- Relator(a)
- Ministro Francisco Falcão
- Órgão julgador
- Segunda Turma
- Data do julgamento
- 26/09/2017
- Data de publicação
- 04/10/2017
STJ – Acórdão, Rel. Ministro Francisco Falcão, Segunda Turma, j. 26/09/2017, p. 04/10/2017
TRIBUTÁRIO. EXECUÇÃO FISCAL. PROSSEGUIMENTO DA EXECUÇÃO. ALEGAÇÃO DE VIOLAÇÃO DO ART. 535 DO CÓDIGO DE PROCESSO CIVIL DE 1973. INEXISTENTE. PRETENSÃO DE REEXAME DE FATOS E PROVAS. INCIDÊNCIA DO ENUNCIADO N. 7 DA SÚMULA DO STJ. ALEGAÇÃO DE DIVERGÊNCIA JURISPRUDENCIAL. NÃO COMPROVAÇÃO DA DIVERGÊNCIA. I - Não há violação do art. 535 do Código de Processo Civil de 1973, porquanto a alegada omissão somente será considerada quando a questão seja de tal forma relevante que deva o julgador se pronunciar.
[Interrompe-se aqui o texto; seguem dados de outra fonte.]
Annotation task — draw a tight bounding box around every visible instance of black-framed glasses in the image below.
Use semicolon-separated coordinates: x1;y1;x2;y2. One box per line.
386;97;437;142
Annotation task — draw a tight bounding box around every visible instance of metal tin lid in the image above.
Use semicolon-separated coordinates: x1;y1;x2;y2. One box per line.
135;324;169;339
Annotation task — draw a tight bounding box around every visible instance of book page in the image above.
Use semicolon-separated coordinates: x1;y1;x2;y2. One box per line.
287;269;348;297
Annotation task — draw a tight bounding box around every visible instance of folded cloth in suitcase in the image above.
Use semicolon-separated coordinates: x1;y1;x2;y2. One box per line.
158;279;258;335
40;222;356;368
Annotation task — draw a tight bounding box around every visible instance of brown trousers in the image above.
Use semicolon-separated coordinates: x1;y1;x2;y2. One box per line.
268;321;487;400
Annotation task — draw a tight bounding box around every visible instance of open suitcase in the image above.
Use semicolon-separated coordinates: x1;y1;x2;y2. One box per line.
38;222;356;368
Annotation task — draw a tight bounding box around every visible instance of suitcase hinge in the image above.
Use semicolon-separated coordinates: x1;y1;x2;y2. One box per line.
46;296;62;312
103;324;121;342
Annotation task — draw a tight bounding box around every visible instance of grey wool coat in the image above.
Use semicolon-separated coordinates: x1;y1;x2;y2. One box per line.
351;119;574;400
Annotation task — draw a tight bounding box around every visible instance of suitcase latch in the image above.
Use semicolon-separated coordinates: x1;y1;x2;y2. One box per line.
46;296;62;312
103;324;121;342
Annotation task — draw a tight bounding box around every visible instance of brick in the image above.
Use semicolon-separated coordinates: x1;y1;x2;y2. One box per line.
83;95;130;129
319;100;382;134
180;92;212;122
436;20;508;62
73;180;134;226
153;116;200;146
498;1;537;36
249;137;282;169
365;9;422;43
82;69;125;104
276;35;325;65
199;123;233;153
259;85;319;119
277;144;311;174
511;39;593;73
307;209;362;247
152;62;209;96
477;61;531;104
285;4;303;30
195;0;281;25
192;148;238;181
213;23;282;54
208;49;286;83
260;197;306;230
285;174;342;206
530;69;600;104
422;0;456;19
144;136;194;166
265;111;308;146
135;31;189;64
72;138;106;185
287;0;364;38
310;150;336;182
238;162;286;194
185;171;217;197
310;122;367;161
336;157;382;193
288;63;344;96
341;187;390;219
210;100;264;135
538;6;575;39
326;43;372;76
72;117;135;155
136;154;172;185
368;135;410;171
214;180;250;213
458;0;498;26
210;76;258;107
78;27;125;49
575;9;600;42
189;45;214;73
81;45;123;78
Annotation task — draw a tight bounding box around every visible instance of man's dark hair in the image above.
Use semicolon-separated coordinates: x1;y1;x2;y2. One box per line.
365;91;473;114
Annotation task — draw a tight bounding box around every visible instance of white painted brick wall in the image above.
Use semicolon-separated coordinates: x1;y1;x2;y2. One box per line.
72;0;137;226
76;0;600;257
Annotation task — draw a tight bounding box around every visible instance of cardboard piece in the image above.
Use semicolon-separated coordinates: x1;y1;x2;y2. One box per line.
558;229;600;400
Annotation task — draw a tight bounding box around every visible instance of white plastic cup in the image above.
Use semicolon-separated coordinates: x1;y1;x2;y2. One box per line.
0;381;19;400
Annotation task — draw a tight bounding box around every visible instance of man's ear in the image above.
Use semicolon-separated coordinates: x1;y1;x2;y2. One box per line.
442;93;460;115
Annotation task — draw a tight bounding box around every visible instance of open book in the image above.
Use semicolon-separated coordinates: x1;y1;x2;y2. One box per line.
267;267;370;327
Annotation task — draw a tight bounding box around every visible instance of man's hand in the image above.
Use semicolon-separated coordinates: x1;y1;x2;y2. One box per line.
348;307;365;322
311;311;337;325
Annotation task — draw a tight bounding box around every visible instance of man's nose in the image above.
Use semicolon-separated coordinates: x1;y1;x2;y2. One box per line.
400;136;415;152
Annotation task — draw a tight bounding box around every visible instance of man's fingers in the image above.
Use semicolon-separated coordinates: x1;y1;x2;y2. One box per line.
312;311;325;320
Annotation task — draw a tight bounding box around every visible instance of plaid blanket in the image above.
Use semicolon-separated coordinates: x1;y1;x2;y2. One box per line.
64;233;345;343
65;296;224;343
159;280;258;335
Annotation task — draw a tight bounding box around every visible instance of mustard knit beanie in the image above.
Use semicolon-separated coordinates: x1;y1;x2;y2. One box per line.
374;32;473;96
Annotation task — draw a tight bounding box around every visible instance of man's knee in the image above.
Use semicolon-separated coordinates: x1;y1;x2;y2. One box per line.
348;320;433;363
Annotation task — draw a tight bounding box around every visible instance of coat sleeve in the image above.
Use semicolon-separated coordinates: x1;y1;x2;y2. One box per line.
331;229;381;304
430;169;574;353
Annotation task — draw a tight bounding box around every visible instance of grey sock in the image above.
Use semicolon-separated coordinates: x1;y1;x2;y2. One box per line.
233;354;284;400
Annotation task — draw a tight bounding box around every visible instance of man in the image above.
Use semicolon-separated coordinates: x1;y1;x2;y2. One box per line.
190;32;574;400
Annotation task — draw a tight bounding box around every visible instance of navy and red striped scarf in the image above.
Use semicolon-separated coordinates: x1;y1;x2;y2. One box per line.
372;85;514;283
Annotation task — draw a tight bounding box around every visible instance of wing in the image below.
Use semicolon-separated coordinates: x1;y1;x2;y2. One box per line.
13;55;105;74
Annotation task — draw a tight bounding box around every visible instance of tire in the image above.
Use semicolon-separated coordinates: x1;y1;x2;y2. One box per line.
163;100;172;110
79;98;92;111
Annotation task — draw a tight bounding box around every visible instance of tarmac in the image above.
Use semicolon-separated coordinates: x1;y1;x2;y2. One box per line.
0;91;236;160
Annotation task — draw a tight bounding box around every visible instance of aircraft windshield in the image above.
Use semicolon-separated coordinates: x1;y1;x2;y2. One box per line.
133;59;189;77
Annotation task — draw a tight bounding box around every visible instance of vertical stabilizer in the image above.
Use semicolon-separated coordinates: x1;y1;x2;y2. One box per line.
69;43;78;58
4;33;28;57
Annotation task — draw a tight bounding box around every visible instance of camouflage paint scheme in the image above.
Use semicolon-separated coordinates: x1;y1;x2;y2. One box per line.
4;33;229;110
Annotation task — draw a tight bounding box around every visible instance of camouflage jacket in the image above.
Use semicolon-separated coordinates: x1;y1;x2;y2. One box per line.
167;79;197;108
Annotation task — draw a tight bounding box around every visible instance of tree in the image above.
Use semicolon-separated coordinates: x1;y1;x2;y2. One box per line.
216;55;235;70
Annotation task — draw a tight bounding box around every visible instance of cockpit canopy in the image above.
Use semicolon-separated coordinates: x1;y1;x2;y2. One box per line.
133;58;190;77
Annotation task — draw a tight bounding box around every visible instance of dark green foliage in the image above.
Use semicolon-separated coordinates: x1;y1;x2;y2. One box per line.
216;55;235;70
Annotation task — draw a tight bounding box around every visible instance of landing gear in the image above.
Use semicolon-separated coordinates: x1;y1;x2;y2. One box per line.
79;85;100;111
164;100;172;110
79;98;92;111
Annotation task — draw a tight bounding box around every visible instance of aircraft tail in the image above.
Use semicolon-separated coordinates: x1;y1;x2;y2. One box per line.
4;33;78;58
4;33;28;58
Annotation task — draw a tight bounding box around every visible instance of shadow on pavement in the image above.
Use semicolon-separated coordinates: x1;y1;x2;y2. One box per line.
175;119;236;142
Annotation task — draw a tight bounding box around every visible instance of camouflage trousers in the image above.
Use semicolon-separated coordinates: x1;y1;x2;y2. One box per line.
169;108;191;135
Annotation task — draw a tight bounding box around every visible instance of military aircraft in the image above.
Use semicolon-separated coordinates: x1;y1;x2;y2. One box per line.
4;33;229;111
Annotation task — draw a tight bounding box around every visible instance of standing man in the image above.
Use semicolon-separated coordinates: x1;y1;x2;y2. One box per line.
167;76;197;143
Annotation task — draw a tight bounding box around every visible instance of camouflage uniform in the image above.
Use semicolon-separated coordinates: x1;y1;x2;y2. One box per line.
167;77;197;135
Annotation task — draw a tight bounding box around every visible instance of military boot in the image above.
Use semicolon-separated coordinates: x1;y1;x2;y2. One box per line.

II - No caso dos autos, as alegadas omissões apresentadas pelo recorrente, acerca do seu enquadramento na lista anexa da LC n. 118/2003 e da Súmula n. 116/2003, bem como do teor do art. 468 do CPC/73, não apresentam relevância para a situação tratada no presente feito, tendo em vista que o Tribunal a quo considerou ser indevida a extinção de execução com base em decisão com trânsito em julgado, que teria se baseado em uma situação específica. Ausente, assim, relevância, à luz do caso concreto, da matéria tida por não apreciada, afasta-se a alegada omissão. III - Quanto à alegada violação do art. 468 do CPC/73, verifica-se que a irresignação do recorrente acerca do trânsito em julgado de outra decisão e a vinculação dessa decisão, na hipótese dos autos, vai de encontro às convicções do julgador a quo, que, com lastro no conjunto probatório constante dos autos, decidiu, em síntese, conforme a transcrição acima, que a comprovação da incidência do ICMS deverá ser demonstrada por prova pericial. IV - Nesse diapasão, para rever tal posição e interpretar os dispositivos legais indicados como violados, seria necessário o reexame desses mesmos elementos fático-probatórios, o que é vedado no âmbito estreito do recurso especial. Incide na hipótese o enunciado n. 7 da Súmula do STJ. V - Conforme a previsão do art. 255 do RISTJ, é de rigor a caracterização das circunstâncias que identifiquem os casos confrontados, cabendo a quem recorre demonstrar tais circunstâncias, com indicação da similitude fática e jurídica entre os julgados, apontando o dispositivo legal interpretado nos arestos em cotejo, com a transcrição dos trechos necessários para tal demonstração. Em face de tal deficiência recursal, aplica-se o constante da Súmula n. 284 do STF. VI - Agravo interno improvido. (AgInt no AREsp n. 1.074.933/SP, relator Ministro Francisco Falcão, Segunda Turma, julgado em 26/9/2017, DJe de 4/10/2017.)